In order to find improved testing methods, C-Path has invited pharmaceutical companies to join the PSTC in which they share their internally developed methods and then test the methods developed by another member of the Consortium. Ten EMEA and nineteen FDA scientists participate as advisors, along with more than 190 participating scientists, with C-Path serving as the “trusted third party,” leading the collaborative process, collecting and summarizing the data.
Process.
Consortium members are sharing their new pre-clinical biomarker tests for examination and cross-validation by other members of the Consortium. The process is expected to enable the FDA and EMEA to write new Guidances for industry that identify more accurate methods to predict drug safety. Notably, the FDA and EMEA scientists are not acting in their usual role as regulators.
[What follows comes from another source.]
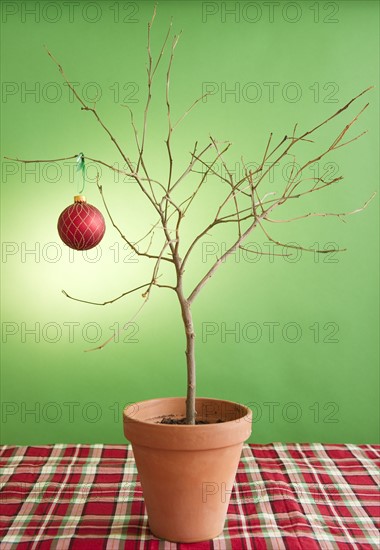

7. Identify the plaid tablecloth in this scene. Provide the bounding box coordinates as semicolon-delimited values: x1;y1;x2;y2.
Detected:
0;443;380;550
Instead they are active participants, providing assistance and advice to the Consortium.
Early Results.
This unprecedented sharing of data by the industry facilitated the FDA's and EMEA's piloting of data submission processes to receive, review and approve new methods as qualified for use in drug development. In May 2008, the FDA and EMEA confirmed their joint review and acceptance of seven new laboratory tests on urine which signal kidney injury. The protein signals, known as biomarkers, were confirmed in data from rat studies submitted to the FDA and EMEA by the PSTC. The FDA and EMEA jointly came to the conclusion that:
· the kidney biomarkers are acceptable in the context of non-clinical drug development for the detection of acute drug-induced kidney toxicity;
· the kidney biomarkers provide additional and complementary information to the currently available standards;
· the use of kidney biomarkers in clinical trials is to be considered on a case-by-case basis in order to gather further data to qualify their usefulness in monitoring drug-induced kidney toxicity in man.
The newly accepted biomarkers are KIM-1, Albumin, Total Protein, b2-Microglobulin, Cystatin C, Clusterin and Trefoil factor-3. The use of these new tests can now be used in laboratory research to predict the safety of experimental drugs, allowing drugs to reach market faster and with greater confidence in their safety. The PSTC is actively involved in research to further qualify the biomarkers for use in clinical drug development.